Of course, Psy was simply pandering to his audience, like so many in the entertainment business. There’s context, of course. And it’s that context that I wish Americans would realize. Hating on America is not just acceptable in South Korea: it’s acceptable in the mainstream, it’s not considered rude, it’s in fact an easily-distinguished component of South Korean entertainment.
(And that’s in a society where any negative criticism from an outsider turns a lot of people outright histrionic.)
Paradoxically, some South Korean entertainers are at once complacent to cash in on the hate and outrage the public feels for America, and yet also feel a fervent, obsessive desire to make it big in the American entertainment business. They want their cake and they want to eat it too. And they think you’re too dumb or ignorant to catch on, even.
That’s the paradox of the Korean entertainment business: many entertainers realize it can be profitable to exploit the widespread anti-Americanism in Korean audiences, but meanwhile they’re obsessed with making it big in America. Little do they realize this kind of thing can come back to bite them in the arse. That, you see, would involve long-term thinking, which in my experience is even less common a skill in Korea than in North America.
For what it’s worth, I’m amused, in a sort of darkly hopeful way. I’d love for the American media to ask Psy a few uncomfortable questions:
- Do you still feel that the Yangju Highway Incident was a killing with malicious intent by the driver? Or do you feel that South Koreans overreacted to the incident, and that a trial by court martial, as according to the SOFA, was the best choice?
- Do you think America has been a good ally to South Korea, or not?
- We sympathize with you in your refusal to render compulsory military service in the South Korean army. Do you think other young men should be free of this ridiculous, onerous, destructive burden, or only rich kids like you?

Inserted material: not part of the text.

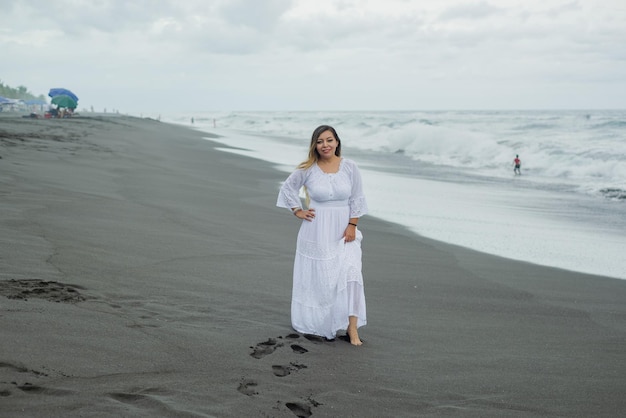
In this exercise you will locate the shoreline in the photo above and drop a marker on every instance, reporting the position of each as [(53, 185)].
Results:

In other words, I’d love it if they asked him questions that would force him to choose between offending his new American audience, or pissing off all the nationalists whose rage he cashed in on, back in South Korea.
Because frankly, even normal, sensible responses in an American media context would probably be enough to render him persona non grata in the Korean media. (Sort of like how American politicians are not allowed to speak common sense on a number of issues to the media–Republicans can’t speak sensibly on evolution and climate change, and Democrats can’t talk sanely about, for example, marijuana or atheism.)
Maybe Psy could construct answers that would appease both sides… but maybe not, especially if the questions were carefully constructed. And I’d pay money to watch that. Not because I think that someone who does something once, a long time ago, deserves to be punished forever about it, of course.
It’s just that watching him squirm his way through answering questions in that kind of interview? Now that’s what I’d call entertainment.
(Not that it’s likely to happen. It seems Fox News and the right-wing side of the media is leading the charge. That is just going to discredit any discussion at all. Too bad, it could have been really fun to watch.)